In this study, 5,422 patients were included, where the incidence of POD was 13.0%. For each 1 mmol/L increase in bicarbonate, a 13% reduction in the risk of POD was observed in the fully adjusted model (OR = 0.87, 95% CI: 0.83-0.91, P < 0.001). The RCS model demonstrated a linear negative correlation between the level of bicarbonate and the risk of POD (P for nonlinearity = 0.987). The ROC curve analysis demonstrated that the bicarbonate level had moderate predictive efficacy (AUC = 0.629). Both subgroup and sensitivity analyses reaffirmed the robustness of these results.
Lower baseline serum bicarbonate levels in cardiac surgery patients are linked to a higher risk of POD. Monitoring and adjusting serum bicarbonate levels may help identify high-risk patients and potentially improve outcomes.
虽然血清碳酸氢盐是各种疾病并发症的可靠预测指标,但它与术后谵妄(POD)的关系尚不清楚。我们的研究旨在评估基础血清碳酸氢盐水平对心脏手术患者发生 POD 的影响。
使用来自重症监护医学信息市场(MIMIC-IV)数据库的数据,对符合特定纳入和排除标准的心脏手术患者进行回顾性分析。使用单变量和多变量逻辑回归模型探讨血清碳酸氢盐水平与 POD 风险之间的相关性,并通过限制性立方样条回归模型(RCS)和受试者工作特征曲线(ROC)评估其预测效果。此外,还进行了亚组和敏感性分析以检验结果的稳健性。
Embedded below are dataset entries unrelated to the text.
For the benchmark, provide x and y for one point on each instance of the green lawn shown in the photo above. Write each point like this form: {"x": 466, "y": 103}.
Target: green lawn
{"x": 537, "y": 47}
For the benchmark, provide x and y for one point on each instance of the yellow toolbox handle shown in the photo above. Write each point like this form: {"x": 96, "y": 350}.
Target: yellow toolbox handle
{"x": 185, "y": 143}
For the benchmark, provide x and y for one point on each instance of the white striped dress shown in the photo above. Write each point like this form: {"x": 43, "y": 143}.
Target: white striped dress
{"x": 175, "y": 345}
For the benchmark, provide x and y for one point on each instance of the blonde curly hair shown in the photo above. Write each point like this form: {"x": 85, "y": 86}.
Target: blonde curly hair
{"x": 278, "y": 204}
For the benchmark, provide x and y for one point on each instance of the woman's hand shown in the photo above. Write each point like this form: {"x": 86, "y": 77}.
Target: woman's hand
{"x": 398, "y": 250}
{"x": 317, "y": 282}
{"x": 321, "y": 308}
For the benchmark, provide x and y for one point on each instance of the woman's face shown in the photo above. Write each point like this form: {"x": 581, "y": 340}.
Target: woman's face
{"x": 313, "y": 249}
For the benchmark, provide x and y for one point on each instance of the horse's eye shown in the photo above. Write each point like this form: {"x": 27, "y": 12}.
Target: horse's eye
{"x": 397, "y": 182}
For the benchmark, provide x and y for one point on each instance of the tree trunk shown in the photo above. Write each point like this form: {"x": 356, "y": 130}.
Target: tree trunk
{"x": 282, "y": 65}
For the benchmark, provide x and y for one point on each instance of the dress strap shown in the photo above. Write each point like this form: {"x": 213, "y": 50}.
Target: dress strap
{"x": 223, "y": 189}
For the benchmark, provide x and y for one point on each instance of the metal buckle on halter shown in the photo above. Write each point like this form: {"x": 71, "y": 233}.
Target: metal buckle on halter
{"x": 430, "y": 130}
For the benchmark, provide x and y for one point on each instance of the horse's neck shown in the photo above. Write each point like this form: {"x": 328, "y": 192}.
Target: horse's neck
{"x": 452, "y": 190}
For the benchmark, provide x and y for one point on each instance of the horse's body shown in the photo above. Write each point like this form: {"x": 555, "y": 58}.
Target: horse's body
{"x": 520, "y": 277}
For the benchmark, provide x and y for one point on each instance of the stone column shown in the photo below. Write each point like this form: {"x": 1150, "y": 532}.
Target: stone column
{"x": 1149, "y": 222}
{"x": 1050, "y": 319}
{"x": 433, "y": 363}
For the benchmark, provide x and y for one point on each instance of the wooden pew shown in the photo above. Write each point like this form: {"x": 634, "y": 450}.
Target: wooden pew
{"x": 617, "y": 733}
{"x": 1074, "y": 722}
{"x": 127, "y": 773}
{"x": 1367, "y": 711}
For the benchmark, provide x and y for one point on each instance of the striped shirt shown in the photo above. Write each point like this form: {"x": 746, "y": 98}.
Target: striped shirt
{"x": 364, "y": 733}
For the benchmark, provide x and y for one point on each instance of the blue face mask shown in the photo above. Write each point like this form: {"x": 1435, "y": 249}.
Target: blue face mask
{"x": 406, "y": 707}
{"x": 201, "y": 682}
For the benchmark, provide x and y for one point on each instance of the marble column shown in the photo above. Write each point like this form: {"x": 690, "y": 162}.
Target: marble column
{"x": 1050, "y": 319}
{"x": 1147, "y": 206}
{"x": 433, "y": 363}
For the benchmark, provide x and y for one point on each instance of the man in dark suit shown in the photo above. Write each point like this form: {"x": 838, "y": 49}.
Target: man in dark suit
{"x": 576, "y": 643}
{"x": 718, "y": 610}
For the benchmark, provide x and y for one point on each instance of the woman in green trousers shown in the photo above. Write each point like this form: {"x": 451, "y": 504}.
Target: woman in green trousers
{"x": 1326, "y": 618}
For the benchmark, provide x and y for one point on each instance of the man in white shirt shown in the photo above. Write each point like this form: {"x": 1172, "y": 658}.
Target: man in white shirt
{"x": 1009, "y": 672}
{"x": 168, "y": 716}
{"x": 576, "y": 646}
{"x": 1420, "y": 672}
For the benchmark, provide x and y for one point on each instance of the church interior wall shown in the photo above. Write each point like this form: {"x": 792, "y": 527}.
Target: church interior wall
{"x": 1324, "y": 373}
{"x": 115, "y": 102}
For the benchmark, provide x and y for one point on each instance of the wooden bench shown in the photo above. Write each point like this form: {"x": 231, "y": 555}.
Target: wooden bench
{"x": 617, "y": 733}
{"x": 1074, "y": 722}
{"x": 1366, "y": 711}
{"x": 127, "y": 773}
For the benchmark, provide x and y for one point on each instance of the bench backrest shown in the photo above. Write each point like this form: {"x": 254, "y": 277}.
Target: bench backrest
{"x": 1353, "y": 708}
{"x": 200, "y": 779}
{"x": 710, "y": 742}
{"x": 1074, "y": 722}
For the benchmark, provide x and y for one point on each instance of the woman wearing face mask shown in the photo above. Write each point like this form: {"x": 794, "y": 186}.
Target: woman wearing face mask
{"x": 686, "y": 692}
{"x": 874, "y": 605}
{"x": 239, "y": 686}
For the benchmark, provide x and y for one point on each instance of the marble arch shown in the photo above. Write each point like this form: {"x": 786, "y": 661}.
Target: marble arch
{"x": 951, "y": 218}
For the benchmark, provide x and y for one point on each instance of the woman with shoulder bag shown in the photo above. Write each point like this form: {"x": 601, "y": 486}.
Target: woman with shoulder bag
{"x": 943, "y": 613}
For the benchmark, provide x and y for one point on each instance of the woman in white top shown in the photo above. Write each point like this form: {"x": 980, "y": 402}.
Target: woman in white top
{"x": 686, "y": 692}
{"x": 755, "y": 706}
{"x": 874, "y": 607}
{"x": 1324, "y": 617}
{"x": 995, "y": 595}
本研究共纳入 5422 例患者,其中 POD 的发生率为 13.0%。在完全调整模型中,碳酸氢盐每增加 1mmol/L,POD 风险降低 13%(OR=0.87,95%CI:0.83-0.91,P<0.001)。RCS 模型显示碳酸氢盐水平与 POD 风险之间存在线性负相关(非线性 P 值=0.987)。ROC 曲线分析表明,碳酸氢盐水平具有中等的预测效能(AUC=0.629)。亚组和敏感性分析均再次证实了这些结果的稳健性。
心脏手术患者基础血清碳酸氢盐水平较低与 POD 风险增加相关。监测和调整血清碳酸氢盐水平可能有助于识别高危患者,并可能改善预后。